A sample of multi-locus genotypes generated by the DIS assay are presented for illustration in Table 3. We excluded the multi-copy SNPs (28S IGS-540 and 28S IGS-649) because we detected heterozygotes on these markers from males collected in Abu, indicating that single X chromosome frequently carry both SNPs, indicating that these are not truly allelic and are therefore unsuitable for further analysis. By the proportion of M or S alleles, S ancestry values can be calculated for each individual. For instance, individuals from pure M parental populations will have S ancestry of 0 while individuals from pure S parental populations will have S ancestry of 1. F1 individuals will be heterozygous at all loci, resulting in S ancestry of 0.5. The entire genotype data for all individuals can be visualized using heatmap-like figures as shown in Figure 3. An Illustration of how these figures were generated and how they represents genotypes for all samples in each population are provided in Supplemental Figure S1.

Table 3.

A sample of multi-locus SNP genotyping results. Each row represents an individual mosquito sample. Each column represents a locus. Loci are grouped by linkage group (X, 2L and 3L). Homozygotes for M alleles (MM) are marked in black, homozygotes for S alleles (SS) are marked in light gray, and heterozygotes (MS) are marked in dark gray. Consensus molecular form is determined based on all 15 locus genotypes. We allowed up to 2 mismatched calls. Individuals that have more than 13 MM genotypes were called M form. Individuals carrying more than 13 SS genotypes were called S form. Individuals carrying more than 13 MS genotypes were called F1. And the rest were called as backcross (F1+n). S ancestry is the proportion of S alleles at all loci.

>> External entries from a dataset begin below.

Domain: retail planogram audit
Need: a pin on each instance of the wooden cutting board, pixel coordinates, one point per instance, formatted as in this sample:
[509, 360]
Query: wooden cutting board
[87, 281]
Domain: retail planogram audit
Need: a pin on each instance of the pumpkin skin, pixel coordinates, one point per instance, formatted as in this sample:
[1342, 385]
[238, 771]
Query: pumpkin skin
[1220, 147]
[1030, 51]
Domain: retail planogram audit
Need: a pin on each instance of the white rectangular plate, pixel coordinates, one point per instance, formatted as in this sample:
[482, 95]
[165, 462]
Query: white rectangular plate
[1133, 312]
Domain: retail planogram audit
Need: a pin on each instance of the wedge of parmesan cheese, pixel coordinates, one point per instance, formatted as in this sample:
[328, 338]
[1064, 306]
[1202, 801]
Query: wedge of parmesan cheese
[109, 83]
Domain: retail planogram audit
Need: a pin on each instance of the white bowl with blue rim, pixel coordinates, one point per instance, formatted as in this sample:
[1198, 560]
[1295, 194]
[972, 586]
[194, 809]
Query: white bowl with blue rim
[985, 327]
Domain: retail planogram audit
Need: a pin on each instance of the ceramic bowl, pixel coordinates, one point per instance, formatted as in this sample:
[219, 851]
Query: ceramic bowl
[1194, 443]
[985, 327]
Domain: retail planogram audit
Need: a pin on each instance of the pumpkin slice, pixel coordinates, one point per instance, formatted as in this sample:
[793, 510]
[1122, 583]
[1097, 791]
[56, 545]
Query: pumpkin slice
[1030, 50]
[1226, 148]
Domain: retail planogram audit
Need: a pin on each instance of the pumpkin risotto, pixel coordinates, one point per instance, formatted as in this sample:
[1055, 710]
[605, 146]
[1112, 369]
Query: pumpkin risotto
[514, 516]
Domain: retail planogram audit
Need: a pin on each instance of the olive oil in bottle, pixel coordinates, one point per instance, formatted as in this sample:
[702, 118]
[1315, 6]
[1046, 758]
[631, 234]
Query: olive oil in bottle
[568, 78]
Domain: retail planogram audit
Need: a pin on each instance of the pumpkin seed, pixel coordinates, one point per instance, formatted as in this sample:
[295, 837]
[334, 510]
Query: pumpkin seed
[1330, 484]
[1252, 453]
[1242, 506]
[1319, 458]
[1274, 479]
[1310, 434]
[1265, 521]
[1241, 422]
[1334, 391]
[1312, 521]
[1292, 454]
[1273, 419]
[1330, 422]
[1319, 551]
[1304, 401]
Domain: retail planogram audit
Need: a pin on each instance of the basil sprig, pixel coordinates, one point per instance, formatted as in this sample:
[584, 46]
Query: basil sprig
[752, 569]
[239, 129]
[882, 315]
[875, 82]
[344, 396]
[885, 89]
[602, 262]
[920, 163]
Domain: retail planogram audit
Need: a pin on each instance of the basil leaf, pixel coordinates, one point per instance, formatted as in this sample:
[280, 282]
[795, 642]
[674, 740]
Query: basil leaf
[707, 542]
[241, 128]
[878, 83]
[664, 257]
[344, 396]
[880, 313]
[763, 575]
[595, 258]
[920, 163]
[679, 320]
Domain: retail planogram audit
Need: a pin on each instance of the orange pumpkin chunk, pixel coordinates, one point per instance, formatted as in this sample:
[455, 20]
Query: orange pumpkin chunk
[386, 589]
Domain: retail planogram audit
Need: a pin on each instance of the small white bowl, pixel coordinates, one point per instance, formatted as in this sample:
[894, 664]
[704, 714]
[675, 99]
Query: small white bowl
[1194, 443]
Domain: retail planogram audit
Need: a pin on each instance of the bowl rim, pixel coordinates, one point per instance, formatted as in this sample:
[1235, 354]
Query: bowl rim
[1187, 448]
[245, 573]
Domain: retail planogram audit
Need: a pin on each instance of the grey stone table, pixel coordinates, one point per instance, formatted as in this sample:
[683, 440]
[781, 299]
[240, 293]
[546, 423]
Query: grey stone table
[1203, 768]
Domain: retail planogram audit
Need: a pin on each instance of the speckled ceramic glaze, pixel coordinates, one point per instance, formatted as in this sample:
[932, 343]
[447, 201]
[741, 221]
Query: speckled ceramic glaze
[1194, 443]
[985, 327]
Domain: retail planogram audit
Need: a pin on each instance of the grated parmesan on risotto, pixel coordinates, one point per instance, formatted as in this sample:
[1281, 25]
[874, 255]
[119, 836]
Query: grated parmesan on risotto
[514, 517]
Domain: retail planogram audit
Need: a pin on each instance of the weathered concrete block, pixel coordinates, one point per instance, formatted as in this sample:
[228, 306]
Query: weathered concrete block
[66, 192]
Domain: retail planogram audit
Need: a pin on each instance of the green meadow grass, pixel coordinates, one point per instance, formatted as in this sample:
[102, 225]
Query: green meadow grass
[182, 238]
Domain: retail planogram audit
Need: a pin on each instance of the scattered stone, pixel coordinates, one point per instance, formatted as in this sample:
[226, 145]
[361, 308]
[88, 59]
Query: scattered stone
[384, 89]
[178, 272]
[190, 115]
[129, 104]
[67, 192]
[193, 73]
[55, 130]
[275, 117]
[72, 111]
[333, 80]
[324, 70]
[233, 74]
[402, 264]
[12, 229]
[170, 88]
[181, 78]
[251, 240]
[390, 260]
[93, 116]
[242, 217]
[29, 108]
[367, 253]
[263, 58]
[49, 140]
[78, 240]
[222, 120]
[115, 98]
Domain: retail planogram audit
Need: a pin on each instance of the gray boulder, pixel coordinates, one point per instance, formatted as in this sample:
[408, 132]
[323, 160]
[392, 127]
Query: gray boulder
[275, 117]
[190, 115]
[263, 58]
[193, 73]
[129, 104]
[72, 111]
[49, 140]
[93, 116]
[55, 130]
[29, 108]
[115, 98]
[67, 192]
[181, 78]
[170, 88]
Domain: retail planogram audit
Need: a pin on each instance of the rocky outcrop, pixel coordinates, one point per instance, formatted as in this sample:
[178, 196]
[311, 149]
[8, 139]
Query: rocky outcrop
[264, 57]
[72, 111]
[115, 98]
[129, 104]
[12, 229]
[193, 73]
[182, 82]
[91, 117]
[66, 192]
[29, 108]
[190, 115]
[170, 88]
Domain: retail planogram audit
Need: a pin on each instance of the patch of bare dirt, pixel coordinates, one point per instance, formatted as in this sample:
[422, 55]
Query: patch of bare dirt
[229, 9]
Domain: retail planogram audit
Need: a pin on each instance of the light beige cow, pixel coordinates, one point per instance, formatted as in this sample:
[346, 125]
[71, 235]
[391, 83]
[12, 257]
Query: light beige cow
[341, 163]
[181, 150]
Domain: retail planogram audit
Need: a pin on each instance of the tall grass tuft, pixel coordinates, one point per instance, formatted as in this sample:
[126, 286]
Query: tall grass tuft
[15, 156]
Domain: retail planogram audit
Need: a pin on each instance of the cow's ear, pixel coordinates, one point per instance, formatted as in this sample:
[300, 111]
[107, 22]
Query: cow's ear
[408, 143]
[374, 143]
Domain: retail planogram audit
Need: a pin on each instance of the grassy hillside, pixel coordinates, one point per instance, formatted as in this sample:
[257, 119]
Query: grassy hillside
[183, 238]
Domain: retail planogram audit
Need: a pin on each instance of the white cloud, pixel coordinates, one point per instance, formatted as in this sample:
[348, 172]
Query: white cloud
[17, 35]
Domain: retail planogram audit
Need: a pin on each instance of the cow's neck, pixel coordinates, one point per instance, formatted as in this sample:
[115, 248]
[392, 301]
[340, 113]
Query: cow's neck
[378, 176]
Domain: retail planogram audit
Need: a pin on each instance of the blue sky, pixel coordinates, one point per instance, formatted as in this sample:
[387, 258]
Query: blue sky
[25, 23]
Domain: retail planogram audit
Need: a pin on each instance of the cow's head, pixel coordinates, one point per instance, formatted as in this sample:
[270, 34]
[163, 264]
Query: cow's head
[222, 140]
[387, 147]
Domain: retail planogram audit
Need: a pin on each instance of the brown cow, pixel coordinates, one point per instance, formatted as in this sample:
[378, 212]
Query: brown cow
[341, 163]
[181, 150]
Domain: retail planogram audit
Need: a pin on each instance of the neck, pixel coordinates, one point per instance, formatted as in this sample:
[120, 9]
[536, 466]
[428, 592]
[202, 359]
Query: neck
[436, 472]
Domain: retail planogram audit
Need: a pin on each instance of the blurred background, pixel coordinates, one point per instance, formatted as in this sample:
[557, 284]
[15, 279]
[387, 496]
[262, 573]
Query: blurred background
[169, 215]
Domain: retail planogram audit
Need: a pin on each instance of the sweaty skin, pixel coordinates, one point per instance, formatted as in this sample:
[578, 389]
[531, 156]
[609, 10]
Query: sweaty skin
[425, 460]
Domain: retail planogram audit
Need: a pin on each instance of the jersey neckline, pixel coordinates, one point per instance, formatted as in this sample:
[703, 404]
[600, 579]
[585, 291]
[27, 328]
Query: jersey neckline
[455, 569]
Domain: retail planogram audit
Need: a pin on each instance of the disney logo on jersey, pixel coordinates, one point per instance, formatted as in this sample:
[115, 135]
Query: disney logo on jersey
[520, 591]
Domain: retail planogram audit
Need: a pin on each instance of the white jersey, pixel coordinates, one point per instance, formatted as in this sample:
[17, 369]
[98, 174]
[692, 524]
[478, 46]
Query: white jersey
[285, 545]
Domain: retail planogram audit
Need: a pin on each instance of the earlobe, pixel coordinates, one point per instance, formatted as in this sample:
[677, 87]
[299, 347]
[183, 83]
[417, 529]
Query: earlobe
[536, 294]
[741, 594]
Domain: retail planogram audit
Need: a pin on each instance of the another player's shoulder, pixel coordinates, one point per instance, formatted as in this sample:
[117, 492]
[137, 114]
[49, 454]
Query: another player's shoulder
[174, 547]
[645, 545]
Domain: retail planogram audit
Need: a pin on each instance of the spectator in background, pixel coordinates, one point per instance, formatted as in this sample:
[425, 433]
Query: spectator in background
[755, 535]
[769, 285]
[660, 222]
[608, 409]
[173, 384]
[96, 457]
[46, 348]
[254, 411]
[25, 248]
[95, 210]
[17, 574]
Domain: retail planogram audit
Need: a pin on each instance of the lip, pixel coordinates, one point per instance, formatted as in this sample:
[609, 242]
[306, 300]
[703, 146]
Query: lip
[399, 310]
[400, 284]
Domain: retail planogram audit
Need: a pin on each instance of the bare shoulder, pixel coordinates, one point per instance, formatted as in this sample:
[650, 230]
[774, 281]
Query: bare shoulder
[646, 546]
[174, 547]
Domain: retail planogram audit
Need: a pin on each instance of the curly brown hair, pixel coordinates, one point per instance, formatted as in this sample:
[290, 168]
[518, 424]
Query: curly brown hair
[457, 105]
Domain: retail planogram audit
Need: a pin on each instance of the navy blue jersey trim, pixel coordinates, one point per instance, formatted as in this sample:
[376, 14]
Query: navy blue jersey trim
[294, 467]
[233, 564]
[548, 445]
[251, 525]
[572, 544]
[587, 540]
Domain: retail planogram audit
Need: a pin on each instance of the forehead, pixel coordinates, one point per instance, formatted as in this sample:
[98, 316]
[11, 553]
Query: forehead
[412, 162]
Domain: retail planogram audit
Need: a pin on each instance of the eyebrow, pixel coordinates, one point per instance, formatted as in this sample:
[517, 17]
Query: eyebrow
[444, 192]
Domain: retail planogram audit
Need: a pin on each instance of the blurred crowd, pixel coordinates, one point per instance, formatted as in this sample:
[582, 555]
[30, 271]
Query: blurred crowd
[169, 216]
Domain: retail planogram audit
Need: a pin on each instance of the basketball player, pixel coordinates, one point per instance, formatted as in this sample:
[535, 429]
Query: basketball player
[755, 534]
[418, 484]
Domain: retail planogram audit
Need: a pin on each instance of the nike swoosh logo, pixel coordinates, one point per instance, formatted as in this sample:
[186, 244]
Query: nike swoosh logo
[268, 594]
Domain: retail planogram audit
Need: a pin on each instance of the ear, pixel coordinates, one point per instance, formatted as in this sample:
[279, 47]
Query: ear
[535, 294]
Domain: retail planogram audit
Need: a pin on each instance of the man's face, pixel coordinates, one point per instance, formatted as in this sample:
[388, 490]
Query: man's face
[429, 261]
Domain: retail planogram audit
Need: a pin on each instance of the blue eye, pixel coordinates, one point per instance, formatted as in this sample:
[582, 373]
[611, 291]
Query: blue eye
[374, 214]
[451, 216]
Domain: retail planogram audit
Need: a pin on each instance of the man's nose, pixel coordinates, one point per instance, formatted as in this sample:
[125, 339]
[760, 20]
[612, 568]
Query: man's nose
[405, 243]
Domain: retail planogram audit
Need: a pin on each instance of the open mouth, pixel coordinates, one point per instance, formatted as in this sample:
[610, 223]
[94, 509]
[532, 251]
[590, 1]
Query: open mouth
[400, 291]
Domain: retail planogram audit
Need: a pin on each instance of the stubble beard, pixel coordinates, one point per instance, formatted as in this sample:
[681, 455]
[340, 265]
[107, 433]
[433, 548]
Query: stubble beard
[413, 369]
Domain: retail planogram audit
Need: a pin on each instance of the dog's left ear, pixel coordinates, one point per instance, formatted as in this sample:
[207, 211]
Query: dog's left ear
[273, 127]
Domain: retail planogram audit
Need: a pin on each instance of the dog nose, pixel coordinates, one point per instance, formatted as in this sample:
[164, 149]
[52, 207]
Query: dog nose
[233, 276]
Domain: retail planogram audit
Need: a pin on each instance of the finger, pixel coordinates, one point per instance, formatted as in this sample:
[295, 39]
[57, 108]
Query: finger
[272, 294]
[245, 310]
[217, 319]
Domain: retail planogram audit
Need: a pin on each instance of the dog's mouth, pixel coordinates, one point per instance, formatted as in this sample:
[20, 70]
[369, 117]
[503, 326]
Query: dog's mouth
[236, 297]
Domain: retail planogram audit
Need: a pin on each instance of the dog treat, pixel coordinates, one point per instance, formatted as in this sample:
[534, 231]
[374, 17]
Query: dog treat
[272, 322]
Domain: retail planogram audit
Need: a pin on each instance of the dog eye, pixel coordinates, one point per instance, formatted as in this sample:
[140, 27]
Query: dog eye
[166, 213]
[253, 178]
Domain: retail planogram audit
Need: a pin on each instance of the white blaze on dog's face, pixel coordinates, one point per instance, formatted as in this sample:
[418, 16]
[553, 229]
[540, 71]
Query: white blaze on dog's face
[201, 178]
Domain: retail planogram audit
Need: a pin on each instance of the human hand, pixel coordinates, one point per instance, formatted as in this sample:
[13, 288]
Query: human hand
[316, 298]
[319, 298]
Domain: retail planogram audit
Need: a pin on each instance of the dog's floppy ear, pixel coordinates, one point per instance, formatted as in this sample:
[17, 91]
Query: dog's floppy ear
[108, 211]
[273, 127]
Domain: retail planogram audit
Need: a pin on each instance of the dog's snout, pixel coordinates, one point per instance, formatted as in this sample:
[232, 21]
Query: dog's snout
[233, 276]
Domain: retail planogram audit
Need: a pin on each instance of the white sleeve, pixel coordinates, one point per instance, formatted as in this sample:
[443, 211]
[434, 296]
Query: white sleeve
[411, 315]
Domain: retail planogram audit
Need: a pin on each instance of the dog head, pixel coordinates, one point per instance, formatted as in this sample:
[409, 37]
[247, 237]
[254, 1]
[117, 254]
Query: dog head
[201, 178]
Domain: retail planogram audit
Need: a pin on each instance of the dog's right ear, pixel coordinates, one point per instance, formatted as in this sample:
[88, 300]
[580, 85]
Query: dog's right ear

Sample S ancestry consensus
molecular form
X 2L 3L
01076-129 01073-213 01073-073 01070-211 01061-488 01061-057 01039-358 04679-157 04691-107 04707-118 04707-247 04707-337 10313-052 10315-679 10317-546
02KON014 1 M GG AA TT GG TT CC AA TT GG TT GG TT AA AA CC
02KON019 1 M GG AA TT GG TT CC AA TT GG TT GG TT AA AA CC
06FOUM030 0 S TT GG GG AA AA TT CC CC AA CC AA CC GG GG TT
06FOUM031 0 S TT GG GG AA AA TT CC CC AA CC AA CC GG GG TT
06NGAL009 0.5 F1 GT AG TG GA TA CT AC TC GA TC GA TC AG AG CT
06NGAL020 0.5 F1 GT AG TG GA TA CT AC TC GA TC GA TC AG AG CT
03Tiko044 0.16 F1+n GG AA TT GG TT CC AA TC GA TC GA TC AA AA CC
03Tiko039 0.9 F1+n GG AA TT GG TT CC AA TT GG TT GG TT AG AG CT
09ABU007 0.53 F1 GT AG TG GA TA CT AA TC GA TC GA TC AG AG CT
09ABU008 0.67 F1+n GG AA TT GG TT CC AA CC AA CC AA CC AA AA CC
09ABU019 0.7 F1+n GG AA TT GG TT CC AA TT GG TC GA TC GG GG TT

Figure 3.

Figure 3

Genotypes of markers used in DIS assay. Light gray color represent M genotype, black for S genotype, dark gray for heterozygotes, and white for missing data. A: Dire, Mali (M allopatric population, N=92). Each row is an individual with 15 loci genotypes. B: Foumbot, Cameroon (S allopatric population, N=94). C: Tiko, Cameroon (M and S sympatric population, N=81). D: Abu, Guinea-Bissau (hybridizing population, N=50).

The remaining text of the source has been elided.